We were out to dinner with good friends last week, enjoying happy hour with sake and sushi. My friend relayed to the waitress what she wanted for dinner, and ended her order with, “I would like extra ginger please.” I looked up at her and smiled. You know why? Because my good friend ordered that for me — she knows that I always enjoy extra ginger with my sushi. I happen to think that makes her an awesome friend and definitely a keeper. That small action inspired this week’s blog; I realized that there are certain habits that feed your friendships.
Go out of your way to make your friends feel special. I know this is difficult when you’re juggling so many responsibilities in your life. You probably often feel like you can’t fit any more on your plate, emotionally or logistically! However, as crazy as it seems, that one moment when she ordered the ginger for me made me feel special. It meant that she pays attention to what makes me happy and she was thinking of me. Trust me, she has plenty to keep her busy right now in her own life. But somehow, in that moment, she was able to completely focus on our friendship.
Mean it when you say that you forgive and forget. There are women that verbalize that they forgive but don’t let truly go in their heart. They hold on to things in their close relationships and it eventually negatively impacts the relationship. It simmers beneath the surface and when the friendship hits rocky waters, the incident from many years ago comes spewing out of their mouth. Are you guilty of this? Please try to remember that forgiving someone truly means forgiving and moving on. Acknowledge your hurt or anger, work through the emotions and move on.

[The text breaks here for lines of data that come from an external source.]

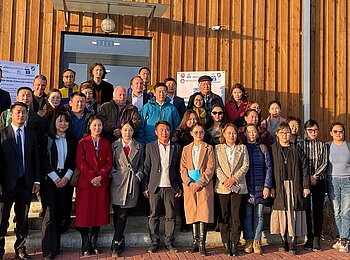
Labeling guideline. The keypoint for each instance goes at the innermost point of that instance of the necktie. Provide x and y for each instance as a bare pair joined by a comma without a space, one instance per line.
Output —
20,154
127,150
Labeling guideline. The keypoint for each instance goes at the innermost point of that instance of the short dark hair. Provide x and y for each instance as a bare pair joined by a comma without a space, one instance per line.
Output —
67,117
162,122
132,79
293,118
70,71
95,65
310,123
274,102
15,104
127,122
77,93
40,76
169,79
24,88
160,84
144,68
223,139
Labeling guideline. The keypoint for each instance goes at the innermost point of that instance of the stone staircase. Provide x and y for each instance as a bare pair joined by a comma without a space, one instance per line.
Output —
136,233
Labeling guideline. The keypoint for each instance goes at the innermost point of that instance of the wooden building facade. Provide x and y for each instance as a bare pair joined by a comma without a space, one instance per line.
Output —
260,45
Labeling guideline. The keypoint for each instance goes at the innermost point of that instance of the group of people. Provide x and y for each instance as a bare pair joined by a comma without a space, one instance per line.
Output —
218,160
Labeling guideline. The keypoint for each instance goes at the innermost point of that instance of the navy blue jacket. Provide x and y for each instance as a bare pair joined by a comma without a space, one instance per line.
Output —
259,174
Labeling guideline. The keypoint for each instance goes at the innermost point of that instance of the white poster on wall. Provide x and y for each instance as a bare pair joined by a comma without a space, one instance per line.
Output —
187,83
17,74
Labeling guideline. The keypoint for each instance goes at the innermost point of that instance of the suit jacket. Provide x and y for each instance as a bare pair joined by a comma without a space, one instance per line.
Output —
145,96
152,167
5,100
9,158
240,166
179,103
126,174
50,164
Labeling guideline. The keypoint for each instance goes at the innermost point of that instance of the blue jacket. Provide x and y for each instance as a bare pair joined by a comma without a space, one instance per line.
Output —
151,113
259,174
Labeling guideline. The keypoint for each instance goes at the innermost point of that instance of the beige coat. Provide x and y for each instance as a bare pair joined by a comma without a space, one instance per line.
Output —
240,168
199,206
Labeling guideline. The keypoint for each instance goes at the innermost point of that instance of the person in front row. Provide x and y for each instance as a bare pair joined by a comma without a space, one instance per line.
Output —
126,174
94,159
19,176
161,184
57,168
231,167
197,170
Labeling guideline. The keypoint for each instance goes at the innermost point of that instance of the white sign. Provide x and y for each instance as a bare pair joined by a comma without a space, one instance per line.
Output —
187,83
17,74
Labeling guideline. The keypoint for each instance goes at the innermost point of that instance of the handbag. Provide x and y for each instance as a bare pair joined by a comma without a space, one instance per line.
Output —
75,177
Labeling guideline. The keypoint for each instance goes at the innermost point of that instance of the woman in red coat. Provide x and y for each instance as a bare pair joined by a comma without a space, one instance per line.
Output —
94,159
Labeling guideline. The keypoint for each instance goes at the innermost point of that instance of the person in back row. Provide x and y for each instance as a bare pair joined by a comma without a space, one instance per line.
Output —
155,110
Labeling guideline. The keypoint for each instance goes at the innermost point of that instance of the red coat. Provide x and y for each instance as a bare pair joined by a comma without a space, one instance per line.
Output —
92,203
232,113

Listen to your friend and validate their feelings. When your friend is sharing a problem with you, you most likely want them to feel better. This could lead to you trying to “fix” the problem for them. However, usually what they want and need is for you to listen and validate that you understand what they are going through. With our busy lives, it’s sometimes hard to truly listen to someone. To be an active listener requires you to focus all of your attention and energy on that one task; however, it is well worth it. A point to remember during this process is to leave judgment out of the equation. True friends don’t judge; they let their friends know that they support them. Your friend might just need to share the problem in order to come to her own conclusions.
Be there for your friend in the good times and the bad. Let’s be honest here. Sometimes, it’s easier for us to be there for our friends when they’re down than it is when everything is going stellar for them. You know why? It’s a little thing called jealousy. It grabs a hold of you and it’s hard to shake. At times it’s downright embarrassing to us but at some point, it happens to everyone. Here’s a tip: acknowledge your feelings and work through them. It is normal to feel envy when your life is having a downturn and your friend’s life is soaring. Accept your feelings and move on. Eventually, the tables will be turned and you will appreciate the support.
I believe we all can agree that our friendships are very, very important to us. I encourage you to take an honest look at YOU and your friendships and make the changes needed to be an exceptional friend.